European stock markets were fairly muted on Wednesday, with the FTSE lagging behind its peers amid a new inflation warning from UK retailers.
On Tuesday, Europe ended a broadly positive month on the back foot as record inflation levels and oil prices at two-month highs acted as a drag on wider sentiment.
"By the time investors have returned after the [Royal Jubilee Bank Holiday] festivities they could be facing a big hangover depending on the turn Wall Street takes over the next few days," AJ Bell investment director Russ Mould said.
It also came as UK retailers warned that shelf food prices are increasing at the fastest pace in a decade as shops pass on higher costs to customers.
According to the British Retail Consortium (BRC), shop food price inflation rose to 4.3% in May, the highest since 2012.

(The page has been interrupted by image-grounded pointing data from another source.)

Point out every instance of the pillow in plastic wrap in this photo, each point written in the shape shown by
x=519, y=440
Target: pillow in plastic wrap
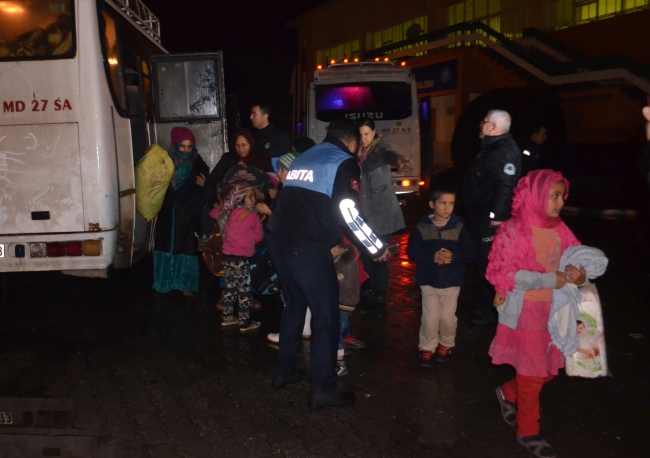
x=590, y=360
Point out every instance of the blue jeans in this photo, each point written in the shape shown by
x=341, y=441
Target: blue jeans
x=345, y=327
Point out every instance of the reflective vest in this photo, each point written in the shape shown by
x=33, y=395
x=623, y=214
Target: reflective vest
x=316, y=168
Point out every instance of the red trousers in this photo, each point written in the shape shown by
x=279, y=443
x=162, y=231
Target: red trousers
x=524, y=391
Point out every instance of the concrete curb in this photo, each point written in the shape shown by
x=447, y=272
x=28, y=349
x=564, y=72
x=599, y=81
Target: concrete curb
x=597, y=213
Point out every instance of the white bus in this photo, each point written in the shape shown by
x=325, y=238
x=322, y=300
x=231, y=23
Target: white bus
x=85, y=87
x=380, y=91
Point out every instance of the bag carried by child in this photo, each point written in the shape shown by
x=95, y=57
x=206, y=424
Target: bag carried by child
x=590, y=360
x=213, y=251
x=153, y=173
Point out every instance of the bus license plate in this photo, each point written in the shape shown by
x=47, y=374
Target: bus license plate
x=6, y=418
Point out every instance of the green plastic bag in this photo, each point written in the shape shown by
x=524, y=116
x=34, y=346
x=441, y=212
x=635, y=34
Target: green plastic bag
x=153, y=173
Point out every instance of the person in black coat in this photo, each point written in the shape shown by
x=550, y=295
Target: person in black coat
x=268, y=138
x=488, y=188
x=176, y=265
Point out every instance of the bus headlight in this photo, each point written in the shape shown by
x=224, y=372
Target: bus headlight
x=37, y=250
x=92, y=248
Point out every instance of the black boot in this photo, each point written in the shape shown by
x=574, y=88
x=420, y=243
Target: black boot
x=366, y=300
x=321, y=397
x=280, y=381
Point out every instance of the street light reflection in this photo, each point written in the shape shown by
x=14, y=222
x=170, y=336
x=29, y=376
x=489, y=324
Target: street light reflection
x=11, y=8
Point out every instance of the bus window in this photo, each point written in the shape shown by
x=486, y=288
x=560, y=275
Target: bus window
x=37, y=29
x=381, y=100
x=201, y=80
x=113, y=60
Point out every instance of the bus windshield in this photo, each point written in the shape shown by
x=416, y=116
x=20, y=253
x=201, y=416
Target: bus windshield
x=378, y=100
x=36, y=29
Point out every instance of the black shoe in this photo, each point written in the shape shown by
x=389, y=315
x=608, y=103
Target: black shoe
x=321, y=397
x=380, y=305
x=280, y=381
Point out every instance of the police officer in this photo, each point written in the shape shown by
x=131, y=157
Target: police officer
x=319, y=197
x=488, y=189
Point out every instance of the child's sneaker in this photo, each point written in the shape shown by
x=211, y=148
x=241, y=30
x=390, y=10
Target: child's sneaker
x=442, y=354
x=352, y=342
x=425, y=358
x=508, y=409
x=249, y=325
x=229, y=321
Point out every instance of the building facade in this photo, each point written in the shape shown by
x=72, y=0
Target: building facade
x=592, y=55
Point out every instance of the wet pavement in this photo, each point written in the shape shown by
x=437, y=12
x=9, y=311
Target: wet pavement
x=145, y=377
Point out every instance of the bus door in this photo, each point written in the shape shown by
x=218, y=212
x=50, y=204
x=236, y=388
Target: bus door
x=188, y=90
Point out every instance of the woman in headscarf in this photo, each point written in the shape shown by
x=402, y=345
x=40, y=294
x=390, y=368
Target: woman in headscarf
x=241, y=152
x=176, y=265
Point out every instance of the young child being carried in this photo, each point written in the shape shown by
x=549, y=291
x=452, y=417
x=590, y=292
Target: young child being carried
x=440, y=245
x=525, y=258
x=242, y=230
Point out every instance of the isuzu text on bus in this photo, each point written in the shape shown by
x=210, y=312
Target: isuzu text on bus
x=380, y=91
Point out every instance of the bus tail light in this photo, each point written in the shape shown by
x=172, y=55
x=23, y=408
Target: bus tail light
x=73, y=249
x=92, y=248
x=55, y=249
x=37, y=250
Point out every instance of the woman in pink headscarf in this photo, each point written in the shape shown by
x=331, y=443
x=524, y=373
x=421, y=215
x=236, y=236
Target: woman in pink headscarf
x=176, y=265
x=523, y=267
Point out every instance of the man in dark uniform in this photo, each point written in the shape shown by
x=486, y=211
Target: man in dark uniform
x=488, y=190
x=268, y=138
x=319, y=197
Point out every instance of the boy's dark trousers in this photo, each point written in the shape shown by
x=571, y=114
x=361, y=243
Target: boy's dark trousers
x=482, y=235
x=308, y=278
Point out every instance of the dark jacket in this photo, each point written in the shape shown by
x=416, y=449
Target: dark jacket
x=309, y=219
x=380, y=205
x=227, y=162
x=187, y=204
x=492, y=177
x=272, y=140
x=426, y=240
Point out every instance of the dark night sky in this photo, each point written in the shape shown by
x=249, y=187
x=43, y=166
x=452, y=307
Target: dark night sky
x=259, y=49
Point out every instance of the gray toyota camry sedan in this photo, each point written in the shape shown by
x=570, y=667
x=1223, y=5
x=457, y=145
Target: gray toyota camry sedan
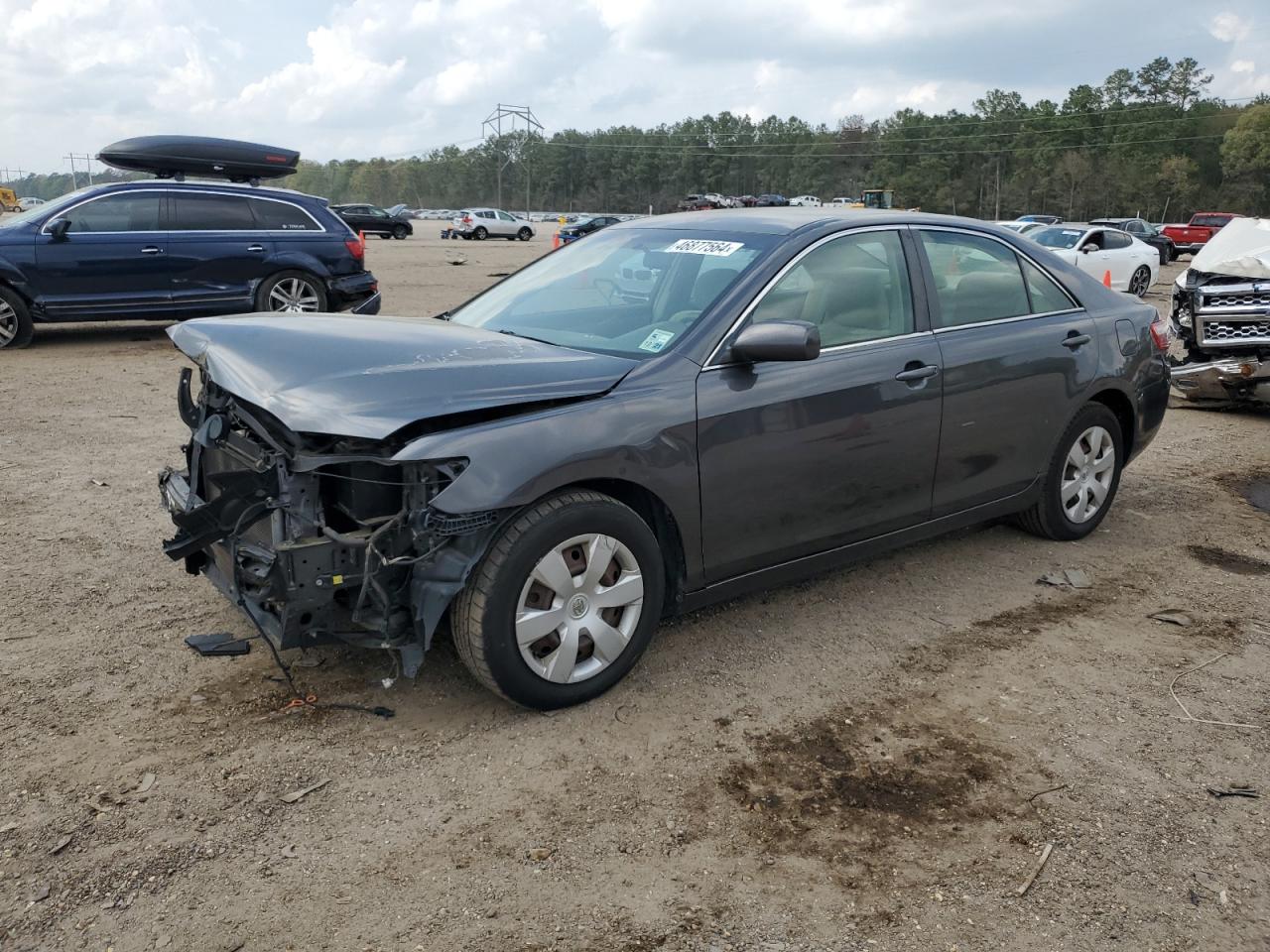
x=671, y=413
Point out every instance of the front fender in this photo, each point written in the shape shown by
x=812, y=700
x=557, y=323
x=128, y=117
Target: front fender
x=644, y=431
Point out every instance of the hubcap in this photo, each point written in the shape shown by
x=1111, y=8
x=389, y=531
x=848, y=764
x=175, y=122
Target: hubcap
x=293, y=296
x=579, y=608
x=1087, y=475
x=8, y=322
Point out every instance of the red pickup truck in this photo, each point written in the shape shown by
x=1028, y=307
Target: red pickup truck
x=1194, y=235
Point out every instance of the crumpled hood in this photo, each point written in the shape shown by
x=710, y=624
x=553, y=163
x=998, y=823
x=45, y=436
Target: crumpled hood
x=354, y=376
x=1238, y=250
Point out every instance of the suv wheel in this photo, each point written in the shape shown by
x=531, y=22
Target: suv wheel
x=291, y=293
x=16, y=326
x=1080, y=480
x=564, y=602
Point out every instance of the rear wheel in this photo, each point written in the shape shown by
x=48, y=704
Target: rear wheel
x=1080, y=480
x=564, y=602
x=291, y=293
x=16, y=325
x=1139, y=282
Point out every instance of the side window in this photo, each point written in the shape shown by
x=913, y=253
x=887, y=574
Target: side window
x=281, y=216
x=853, y=289
x=135, y=211
x=975, y=278
x=202, y=211
x=1046, y=295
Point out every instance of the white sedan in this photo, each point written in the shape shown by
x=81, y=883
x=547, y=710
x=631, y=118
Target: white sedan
x=1133, y=266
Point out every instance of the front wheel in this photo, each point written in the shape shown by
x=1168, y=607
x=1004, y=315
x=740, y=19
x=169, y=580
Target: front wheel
x=291, y=293
x=564, y=602
x=16, y=325
x=1139, y=282
x=1080, y=480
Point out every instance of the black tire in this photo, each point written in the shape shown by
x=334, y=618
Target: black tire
x=264, y=294
x=1047, y=517
x=1139, y=282
x=483, y=619
x=16, y=325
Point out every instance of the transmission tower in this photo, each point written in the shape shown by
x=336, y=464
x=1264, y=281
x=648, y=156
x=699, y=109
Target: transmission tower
x=499, y=130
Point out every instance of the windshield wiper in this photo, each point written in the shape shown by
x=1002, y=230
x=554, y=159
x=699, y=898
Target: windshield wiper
x=526, y=336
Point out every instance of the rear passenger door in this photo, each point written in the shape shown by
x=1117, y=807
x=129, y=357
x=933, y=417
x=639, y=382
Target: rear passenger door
x=1019, y=354
x=218, y=252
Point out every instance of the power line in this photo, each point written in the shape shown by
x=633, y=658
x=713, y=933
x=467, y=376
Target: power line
x=911, y=155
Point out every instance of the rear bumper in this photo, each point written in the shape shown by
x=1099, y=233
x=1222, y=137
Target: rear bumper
x=358, y=294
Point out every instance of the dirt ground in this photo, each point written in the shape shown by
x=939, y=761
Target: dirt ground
x=869, y=761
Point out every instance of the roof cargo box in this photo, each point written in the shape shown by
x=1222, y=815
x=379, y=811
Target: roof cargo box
x=177, y=157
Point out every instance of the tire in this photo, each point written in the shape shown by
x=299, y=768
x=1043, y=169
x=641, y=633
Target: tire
x=511, y=579
x=16, y=324
x=302, y=290
x=1139, y=282
x=1052, y=516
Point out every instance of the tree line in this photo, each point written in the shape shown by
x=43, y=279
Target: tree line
x=1148, y=141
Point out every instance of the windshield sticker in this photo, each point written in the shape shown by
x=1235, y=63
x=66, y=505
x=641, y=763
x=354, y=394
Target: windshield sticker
x=699, y=246
x=657, y=340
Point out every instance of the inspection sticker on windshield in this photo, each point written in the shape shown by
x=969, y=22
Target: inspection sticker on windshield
x=699, y=246
x=657, y=340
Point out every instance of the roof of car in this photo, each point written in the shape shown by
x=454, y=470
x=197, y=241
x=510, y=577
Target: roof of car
x=786, y=220
x=199, y=184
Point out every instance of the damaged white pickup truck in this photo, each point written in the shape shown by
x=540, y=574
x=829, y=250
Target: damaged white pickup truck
x=1222, y=316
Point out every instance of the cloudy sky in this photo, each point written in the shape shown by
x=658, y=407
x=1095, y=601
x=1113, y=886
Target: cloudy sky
x=362, y=77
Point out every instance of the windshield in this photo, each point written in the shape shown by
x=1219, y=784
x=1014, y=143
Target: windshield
x=622, y=291
x=1057, y=236
x=49, y=207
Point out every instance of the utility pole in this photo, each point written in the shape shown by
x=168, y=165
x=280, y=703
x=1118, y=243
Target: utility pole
x=500, y=128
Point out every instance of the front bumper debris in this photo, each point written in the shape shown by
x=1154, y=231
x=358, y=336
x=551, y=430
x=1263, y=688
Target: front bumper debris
x=318, y=539
x=1232, y=379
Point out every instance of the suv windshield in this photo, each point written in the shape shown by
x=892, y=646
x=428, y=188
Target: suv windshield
x=627, y=293
x=1057, y=236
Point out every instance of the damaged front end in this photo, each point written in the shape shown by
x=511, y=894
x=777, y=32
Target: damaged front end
x=1220, y=315
x=318, y=538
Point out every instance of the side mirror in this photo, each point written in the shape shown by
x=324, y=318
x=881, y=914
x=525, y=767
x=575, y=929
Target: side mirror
x=778, y=340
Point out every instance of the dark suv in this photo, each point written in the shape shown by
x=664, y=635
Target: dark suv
x=168, y=250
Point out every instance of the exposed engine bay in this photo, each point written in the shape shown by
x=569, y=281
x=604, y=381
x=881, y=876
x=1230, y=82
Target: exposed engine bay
x=318, y=538
x=1220, y=313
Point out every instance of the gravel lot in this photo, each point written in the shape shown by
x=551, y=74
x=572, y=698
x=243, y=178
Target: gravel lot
x=851, y=763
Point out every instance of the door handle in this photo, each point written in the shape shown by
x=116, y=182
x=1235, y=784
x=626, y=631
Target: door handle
x=921, y=372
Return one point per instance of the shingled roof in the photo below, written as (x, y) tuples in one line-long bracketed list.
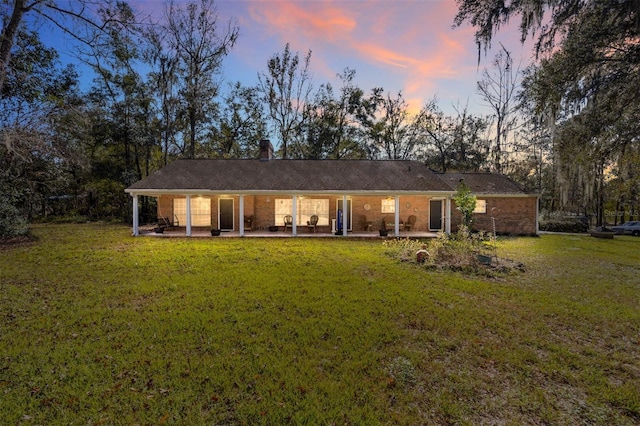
[(483, 183), (314, 176), (304, 176)]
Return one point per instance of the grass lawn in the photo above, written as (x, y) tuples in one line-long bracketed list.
[(98, 327)]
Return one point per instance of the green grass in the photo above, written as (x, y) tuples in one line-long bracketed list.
[(98, 327)]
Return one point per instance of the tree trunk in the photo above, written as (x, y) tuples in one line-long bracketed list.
[(7, 39)]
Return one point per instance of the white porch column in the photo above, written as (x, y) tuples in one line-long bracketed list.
[(344, 216), (241, 213), (447, 216), (294, 213), (188, 215), (136, 218), (396, 218)]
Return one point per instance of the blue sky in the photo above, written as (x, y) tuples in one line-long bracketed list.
[(406, 45)]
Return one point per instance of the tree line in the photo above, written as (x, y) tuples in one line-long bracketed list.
[(565, 127)]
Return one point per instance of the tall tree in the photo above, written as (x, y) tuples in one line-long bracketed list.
[(388, 126), (586, 84), (455, 143), (201, 44), (57, 13), (34, 161), (241, 124), (286, 86), (332, 126), (498, 88)]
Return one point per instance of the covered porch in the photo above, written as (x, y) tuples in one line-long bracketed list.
[(262, 215)]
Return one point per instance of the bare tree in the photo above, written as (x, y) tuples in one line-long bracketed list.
[(201, 45), (498, 88), (286, 87), (11, 17)]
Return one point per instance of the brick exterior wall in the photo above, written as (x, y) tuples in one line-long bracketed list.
[(513, 215)]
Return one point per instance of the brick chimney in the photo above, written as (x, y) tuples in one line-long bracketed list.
[(266, 150)]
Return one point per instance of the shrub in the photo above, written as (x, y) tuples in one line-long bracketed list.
[(460, 252), (563, 225)]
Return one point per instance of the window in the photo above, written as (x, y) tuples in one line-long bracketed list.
[(306, 208), (388, 205), (481, 206), (200, 211)]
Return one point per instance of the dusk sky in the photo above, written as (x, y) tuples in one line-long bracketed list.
[(398, 45)]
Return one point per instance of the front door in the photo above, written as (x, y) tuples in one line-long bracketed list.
[(435, 215), (346, 215), (225, 215)]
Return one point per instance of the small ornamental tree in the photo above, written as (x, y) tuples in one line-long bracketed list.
[(465, 202)]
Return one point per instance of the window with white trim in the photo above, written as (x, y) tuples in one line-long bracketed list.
[(200, 211), (481, 206), (306, 208), (388, 205)]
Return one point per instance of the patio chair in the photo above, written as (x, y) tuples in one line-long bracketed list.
[(312, 223), (248, 223), (288, 222), (410, 223), (366, 224)]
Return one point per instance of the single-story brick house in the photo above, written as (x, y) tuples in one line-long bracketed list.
[(244, 194)]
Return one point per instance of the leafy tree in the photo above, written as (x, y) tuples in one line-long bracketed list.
[(286, 86), (200, 45), (34, 161), (388, 126), (585, 85), (498, 89)]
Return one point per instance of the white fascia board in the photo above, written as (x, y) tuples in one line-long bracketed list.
[(158, 192), (506, 195)]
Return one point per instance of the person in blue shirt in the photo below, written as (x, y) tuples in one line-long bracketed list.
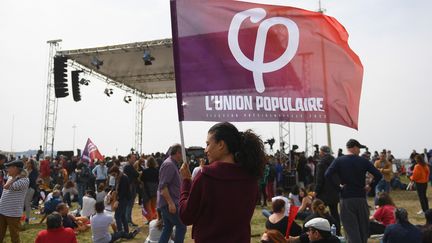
[(403, 231), (354, 210)]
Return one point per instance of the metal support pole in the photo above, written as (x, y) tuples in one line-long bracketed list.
[(50, 101)]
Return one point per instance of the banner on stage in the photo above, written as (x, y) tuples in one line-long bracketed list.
[(238, 61)]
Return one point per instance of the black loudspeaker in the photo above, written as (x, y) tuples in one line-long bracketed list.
[(75, 85), (60, 77), (67, 154)]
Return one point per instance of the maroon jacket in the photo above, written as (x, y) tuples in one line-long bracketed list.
[(219, 203)]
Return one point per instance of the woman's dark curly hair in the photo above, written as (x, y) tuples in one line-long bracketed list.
[(247, 147)]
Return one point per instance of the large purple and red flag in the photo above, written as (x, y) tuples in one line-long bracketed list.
[(91, 152), (238, 61)]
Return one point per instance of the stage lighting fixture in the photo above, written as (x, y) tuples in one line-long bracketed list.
[(127, 99), (60, 77), (96, 62), (84, 81), (148, 58), (108, 92)]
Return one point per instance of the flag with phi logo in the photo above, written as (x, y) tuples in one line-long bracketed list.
[(91, 152), (239, 61)]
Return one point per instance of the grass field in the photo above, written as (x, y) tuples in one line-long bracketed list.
[(405, 199)]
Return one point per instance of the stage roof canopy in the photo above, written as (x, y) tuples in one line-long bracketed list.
[(124, 65)]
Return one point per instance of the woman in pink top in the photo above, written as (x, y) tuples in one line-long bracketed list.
[(384, 215)]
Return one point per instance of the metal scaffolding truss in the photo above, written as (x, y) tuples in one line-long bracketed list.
[(119, 48), (50, 102), (123, 66), (139, 115)]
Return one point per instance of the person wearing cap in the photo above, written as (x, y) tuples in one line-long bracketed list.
[(403, 231), (318, 231), (323, 188), (354, 210), (12, 200)]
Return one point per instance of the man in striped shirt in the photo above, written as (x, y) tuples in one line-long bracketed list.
[(12, 200)]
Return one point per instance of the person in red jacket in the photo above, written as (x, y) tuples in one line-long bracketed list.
[(421, 177), (55, 232), (221, 199), (45, 170)]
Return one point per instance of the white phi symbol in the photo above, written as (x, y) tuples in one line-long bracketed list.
[(257, 65)]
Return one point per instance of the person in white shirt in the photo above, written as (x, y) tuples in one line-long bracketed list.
[(155, 230), (199, 168), (12, 200), (89, 201), (100, 224), (101, 173), (279, 193)]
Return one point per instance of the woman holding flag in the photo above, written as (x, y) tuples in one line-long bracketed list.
[(237, 161)]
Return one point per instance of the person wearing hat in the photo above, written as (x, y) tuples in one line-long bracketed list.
[(12, 200), (354, 210), (318, 230), (324, 190), (403, 231)]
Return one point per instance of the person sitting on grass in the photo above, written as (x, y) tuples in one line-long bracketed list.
[(155, 230), (318, 231), (69, 192), (89, 201), (79, 224), (403, 231), (55, 232), (383, 216), (100, 223), (273, 236), (279, 195), (51, 205), (305, 207), (319, 211)]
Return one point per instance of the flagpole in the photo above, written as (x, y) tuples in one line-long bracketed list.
[(321, 10), (182, 141)]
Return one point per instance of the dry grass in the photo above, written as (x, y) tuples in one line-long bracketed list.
[(405, 199)]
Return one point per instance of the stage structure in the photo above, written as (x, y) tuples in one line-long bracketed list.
[(144, 70), (50, 102)]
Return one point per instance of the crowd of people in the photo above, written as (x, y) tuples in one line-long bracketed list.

Helen Dickinson, the BRC’s chief executive, said the increase in prices will “get worse before it gets better”.
She said: “With little sign that the cost burden on retailers will ease any time soon, they will be left with little room for manoeuvre, especially those whose supply chains are affected by lockdowns in China and the war in Ukraine.”
It came as demand for US mortgages continued to slow last week, as borrowers anticipated sharp rises in interest rates.
The Mortgage Bankers Association (MBA) reported on Wednesday that applications for a loan to purchase a home fell 1% last week compared with the previous week, and were 14% lower than a year ago when the market was buoyant.
Purchase activity is the lowest since May 2020, tut a shortage of houses continues to keep prices higher.
"Demand is high at the upper end of the market, and the supply and affordability challenges are not as detrimental to these borrowers as they are to first-time buyers," Joel Kan, an MBA economist, said.
US markets finished May broadly weaker, and more or less flat on the month, while yields jumped sharply higher after Federal Reserve governor Christopher Waller said he wants to go down the route of several 50bps rate hikes in order to be certain that inflation is brought under control.
Overnight, Asian stocks mostly fell at the beginning of trade on Wednesday morning, with the Hang Seng (^HSI) falling 0.4% in Hong Kong, and the Shanghai Composite (000001.SS) dipping 0.1% on the day.
In Tokyo, the Nikkei (^N225) managed to overperform and shrug off falls on Wall Street, climbing almost 0.7% while other key markets lagged.